# Odd thing with gmail



## Alice Kramden (Mar 26, 2008)

The standard version will no longer load on my pc. All that will come up, and I have to click on it at the bottom, is the html version for slow connections. I can still access my email through this clumsy version, but. 

I've googled this and none of the answers fit my situation. They all presume you get some sort of error message, I do not. I log in, the page comes up and just sits there. 

I updated Firefox, no change. My internet speed is way better than it used to be, around 5.00+ mbps or whatever that thing is on speedtest. 

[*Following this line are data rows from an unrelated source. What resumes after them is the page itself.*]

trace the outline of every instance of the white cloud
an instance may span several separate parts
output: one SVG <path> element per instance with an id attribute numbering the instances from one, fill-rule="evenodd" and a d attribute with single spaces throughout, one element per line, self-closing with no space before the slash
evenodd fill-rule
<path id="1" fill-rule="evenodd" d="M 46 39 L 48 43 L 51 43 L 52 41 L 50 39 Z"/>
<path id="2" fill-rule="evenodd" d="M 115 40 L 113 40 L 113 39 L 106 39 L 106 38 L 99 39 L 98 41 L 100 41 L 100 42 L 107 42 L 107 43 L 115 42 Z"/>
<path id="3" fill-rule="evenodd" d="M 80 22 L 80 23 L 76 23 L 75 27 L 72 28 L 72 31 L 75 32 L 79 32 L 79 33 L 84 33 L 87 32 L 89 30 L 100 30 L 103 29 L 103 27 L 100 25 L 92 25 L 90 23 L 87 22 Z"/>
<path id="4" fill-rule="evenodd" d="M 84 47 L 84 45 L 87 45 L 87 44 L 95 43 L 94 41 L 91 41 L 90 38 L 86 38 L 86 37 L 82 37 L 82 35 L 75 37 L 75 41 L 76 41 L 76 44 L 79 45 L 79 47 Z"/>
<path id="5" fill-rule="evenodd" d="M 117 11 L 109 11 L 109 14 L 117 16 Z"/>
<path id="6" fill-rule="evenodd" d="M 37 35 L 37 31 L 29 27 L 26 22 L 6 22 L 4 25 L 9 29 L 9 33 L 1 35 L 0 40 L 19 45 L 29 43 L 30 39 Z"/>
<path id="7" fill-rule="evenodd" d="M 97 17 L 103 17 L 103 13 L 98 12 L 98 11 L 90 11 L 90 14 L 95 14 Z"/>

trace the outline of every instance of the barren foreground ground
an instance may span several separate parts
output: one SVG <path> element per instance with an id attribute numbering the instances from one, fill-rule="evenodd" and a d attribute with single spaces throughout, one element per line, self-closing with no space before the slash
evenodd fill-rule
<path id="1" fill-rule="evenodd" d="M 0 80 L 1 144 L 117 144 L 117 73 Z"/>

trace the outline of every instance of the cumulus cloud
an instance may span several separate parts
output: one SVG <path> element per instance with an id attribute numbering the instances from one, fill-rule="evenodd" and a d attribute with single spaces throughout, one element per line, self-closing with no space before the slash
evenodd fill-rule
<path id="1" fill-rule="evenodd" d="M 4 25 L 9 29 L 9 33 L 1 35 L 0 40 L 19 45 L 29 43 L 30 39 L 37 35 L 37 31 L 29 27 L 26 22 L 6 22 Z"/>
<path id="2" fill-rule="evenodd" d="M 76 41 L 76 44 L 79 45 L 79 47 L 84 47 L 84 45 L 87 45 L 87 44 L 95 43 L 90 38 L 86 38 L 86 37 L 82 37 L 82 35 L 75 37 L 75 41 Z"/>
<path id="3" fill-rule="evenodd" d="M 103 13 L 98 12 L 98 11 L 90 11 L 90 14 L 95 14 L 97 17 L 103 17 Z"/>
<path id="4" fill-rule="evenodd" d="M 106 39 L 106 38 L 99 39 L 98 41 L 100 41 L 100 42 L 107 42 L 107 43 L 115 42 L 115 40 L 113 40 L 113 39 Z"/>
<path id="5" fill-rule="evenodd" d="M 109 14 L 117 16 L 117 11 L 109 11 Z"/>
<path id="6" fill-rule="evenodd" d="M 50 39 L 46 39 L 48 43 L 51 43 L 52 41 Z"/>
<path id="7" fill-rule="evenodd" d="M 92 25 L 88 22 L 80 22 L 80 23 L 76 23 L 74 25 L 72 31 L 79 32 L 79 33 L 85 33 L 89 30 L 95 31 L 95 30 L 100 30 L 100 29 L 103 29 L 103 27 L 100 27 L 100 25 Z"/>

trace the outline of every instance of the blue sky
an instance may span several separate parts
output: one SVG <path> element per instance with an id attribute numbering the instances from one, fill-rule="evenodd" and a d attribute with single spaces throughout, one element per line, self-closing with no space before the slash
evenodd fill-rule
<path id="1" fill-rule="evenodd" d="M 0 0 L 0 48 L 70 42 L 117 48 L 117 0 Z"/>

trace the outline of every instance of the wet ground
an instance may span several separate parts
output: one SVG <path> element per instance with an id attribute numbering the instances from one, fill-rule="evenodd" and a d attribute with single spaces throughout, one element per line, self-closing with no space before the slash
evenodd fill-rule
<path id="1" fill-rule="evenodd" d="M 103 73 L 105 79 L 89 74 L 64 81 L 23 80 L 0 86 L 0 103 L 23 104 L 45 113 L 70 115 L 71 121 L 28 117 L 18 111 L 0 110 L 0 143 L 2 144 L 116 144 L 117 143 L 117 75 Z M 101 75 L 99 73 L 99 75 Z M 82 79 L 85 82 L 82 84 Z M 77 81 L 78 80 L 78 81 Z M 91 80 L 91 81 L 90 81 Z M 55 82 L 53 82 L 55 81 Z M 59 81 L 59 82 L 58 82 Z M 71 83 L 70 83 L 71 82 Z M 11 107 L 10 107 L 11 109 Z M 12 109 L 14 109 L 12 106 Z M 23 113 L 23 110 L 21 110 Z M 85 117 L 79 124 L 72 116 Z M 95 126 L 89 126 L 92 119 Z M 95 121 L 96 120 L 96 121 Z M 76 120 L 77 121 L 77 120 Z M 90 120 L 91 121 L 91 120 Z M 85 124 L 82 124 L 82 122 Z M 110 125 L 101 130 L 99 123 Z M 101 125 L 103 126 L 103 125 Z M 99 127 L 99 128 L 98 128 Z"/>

This has just happened in the past couple of days. Its not a big deal, but still I would like to access my gmail like normal, and have all the bells and whistles of the standard version. 

Thoughts?


----------



## Belfrybat (Feb 21, 2003)

Try this link: https://mail.google.com/mail/u/0/h/kfxu3zmv1feb/?v=lui and click on "take me to latest gmail". 
If that doesn't work, try this one: https://support.google.com/mail/answer/15049?hl=en

Good luck!


----------



## Alice Kramden (Mar 26, 2008)

Thanks for the suggestion, 'Bat, but I get no joy. 

"It's dead, Jim."


----------



## Alice Kramden (Mar 26, 2008)

Update. Have discovered Ad Block Plus is preventing gmail standard view from loading. Googled a solution, found reference to an "update filters" button/tab to click on, but I cannot find it on Ad Block's page. (Tools, Add ons, Add ons Manager, Open ABP.)

So, until I can get that figured out, it looks like I will just have to disable ABP to check email. 

Clumsy, but do-able. Letting you all know in case you run into the same thing.


----------



## Belfrybat (Feb 21, 2003)

I think you can just disable it on the G-Mail page. I had to do that for Hulu to allow their commercials to run.


----------



## bjba (Feb 18, 2003)

I have ad block plus, ad aware ad block on my machine and have seen no problems with GMail. Strange.


----------